I took it apart for a good clean and have reassembled it and it all seems ok, except that I cannot get get the burrs to even come close to touching. I didn't remove the lower burr carrier. I did clean the threads and added some food grade silicon lubricant.

At first I thought it was the threads etc, causing the issue, but I've now realised that even with the springs removed it seems impossible for the upper burr carrier to go any lower.

i am wondering if there is something missing, is the lower carrier too low or have I done something else wrong during the reassembly process?

I've watched countless videos and gone through different guides, but i can't figure out what is wrong / missing?

Maybe it's obvious?! Can someone help?

Two photos showing the big gap between the burrs. This is with no springs in place. Upper burr just can't go any lower - parts circled in blue, on the upper carrier sit as low as possible in the hole for the spring, but it isn't anywhere near lowe enough to touch the lower burr. With springs installed and the collar screwed down to the max, I obviously hit the same point where it can't go any lower. Wondering if the issue lies with the lower burrs, although i didn't take them out.


----------



## Jon (Dec 3, 2010)

Hold up a sec; have you tried grinding beans? Just because the inside has some distance I'm not convinced the outside of the burr will be so far apart. (I'm not the expert here though)


----------



## grumpydaddy (Oct 20, 2014)

What is the measurement between the flat face of the lug (circled in blue) and the cutting face of the top burr (to the nearest mm)

Now try for same between lower burr face and bottom edge of recess into which the lug slides (also circled in blue)


----------



## El carajillo (Mar 16, 2013)

You still have coffee in the threads in the photo. Wipe all the lubricant off the threads M/ch and adjuster collar, use a stiff tooth brush to thoroughly clean the threads on the M/ch and the collar. Lift out the springs and clear out any coffee grounds then refit. Replace top burr carrier then fit adjuster collar MAKE SURE IT IS NOT CROSS THREADED. Apply pressure to top carrier and wind down collar, it should turn freely, if not you may have it cross threaded.


----------



## timmyjj21 (May 10, 2015)

Looks fine to me.

Don't look down the throat, the inner part of the burrs do not meet.

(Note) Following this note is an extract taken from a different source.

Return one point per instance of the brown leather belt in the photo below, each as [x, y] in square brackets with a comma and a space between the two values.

Look up the grind outlet so you can see the outer edge of the burrs. I bet they will be touching.

Alternatively, tighten the burrs down, then try to turn the spindle/lower burs. It will be jammed and not turn if the burrs are touching, so back it off until you can turn them.

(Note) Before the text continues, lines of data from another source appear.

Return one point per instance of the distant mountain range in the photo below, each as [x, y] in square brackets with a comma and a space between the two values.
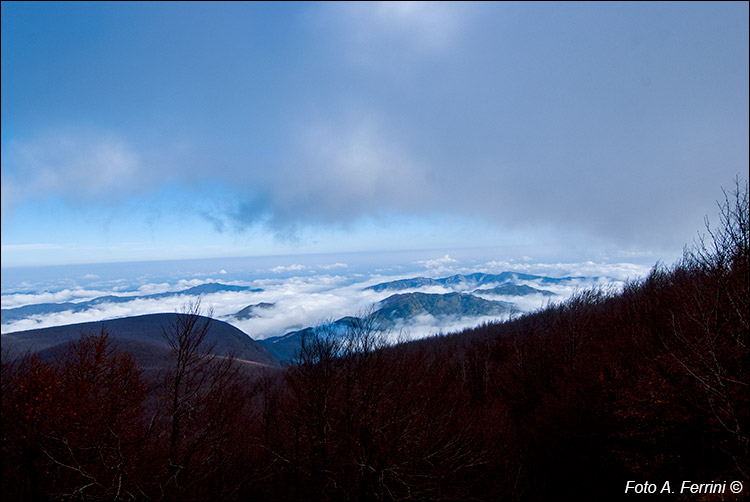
[514, 290]
[394, 309]
[467, 282]
[19, 313]
[139, 335]
[251, 311]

If you are feeling confident, just turn the grinder on and gradually tighten the burrs, you will hear them chirp when touching.


----------



## urbanbumpkin (Jan 30, 2013)

timmyjj21 said:


> Look up the grind outlet so you can see the outer edge of the burrs. I bet they will be touching.
> 
> Alternatively, tighten the burrs down, then try to turn the spindle/lower burs. It will be jammed and not turn if the burrs are touching, so back it off until you can turn them.
> 
> If you are feeling confident, just turn the grinder on and gradually tighten the burrs, you will hear them chirp when touching.


Definitely worth checking the above


----------



## erobertson (Nov 3, 2014)

Hi All - Many thanks for all the responses. I really appreciate it. Been working on the grinder all day and I think maybe I was over-thinking it. The measurements (grumpydaddy) were 12mm from the bottom and 14mm from the top.

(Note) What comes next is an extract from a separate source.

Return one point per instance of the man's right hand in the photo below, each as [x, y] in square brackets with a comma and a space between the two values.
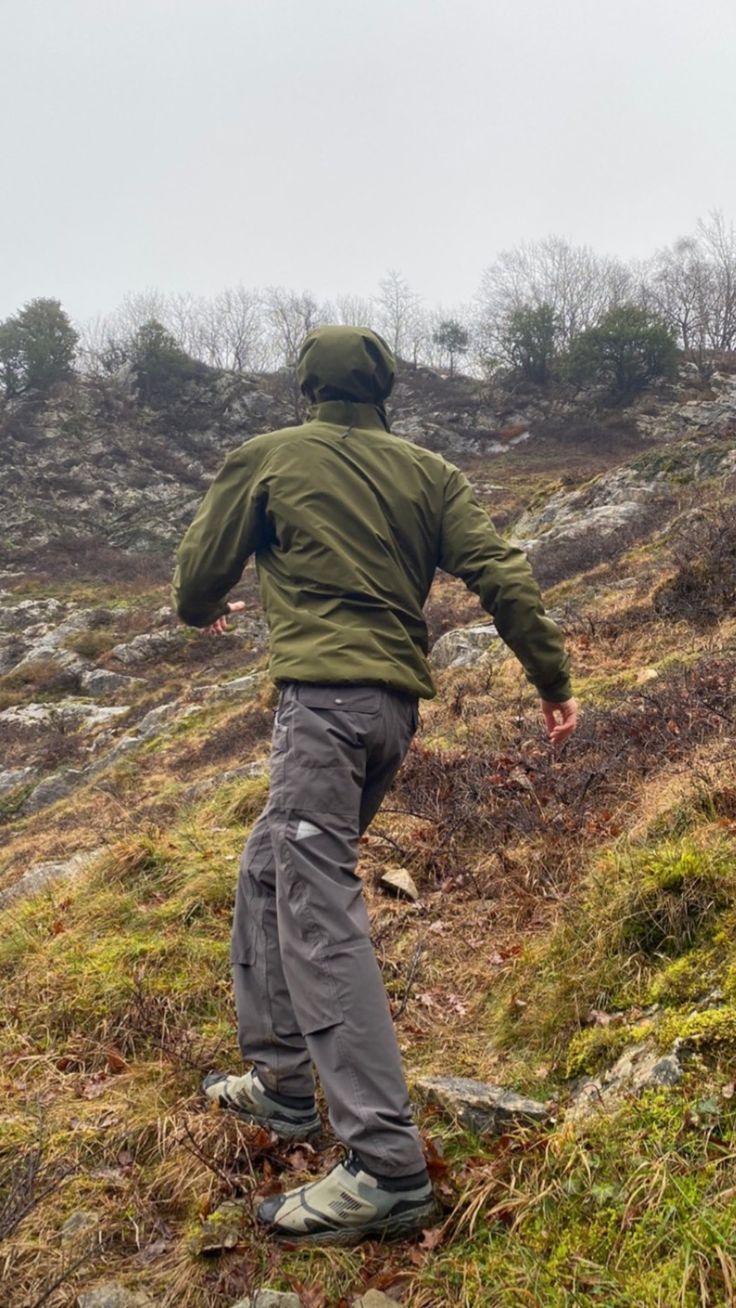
[561, 720]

You are right, looking down they look quite far apart, but with some further cleaning, more lube and a screw in lieu of a collar adjuster I managed to get it low enough to grind finely enough for espresso (first attempt resulted in chunks of beans!). I got it to the lowest setting and it wouldn't grind, then went coarser and while running, gradually went finer until they chirped and out came some decent fine ground coffee.

I think it's looking good now.

Thanks again.


----------



## timmyjj21 (May 10, 2015)

Nice one. Sounds like lower area of the threads may have had a bit of coffee oils or junk in them making adjustment difficult. Glad to hear it is working nicely now.


----------



## hotmetal (Oct 31, 2013)

The gap between the inner part (prebreaker) of the burrs is by necessity slightly bigger than your average coffee bean. The outer edge of the burrs is where the actual grinding occurs.


----------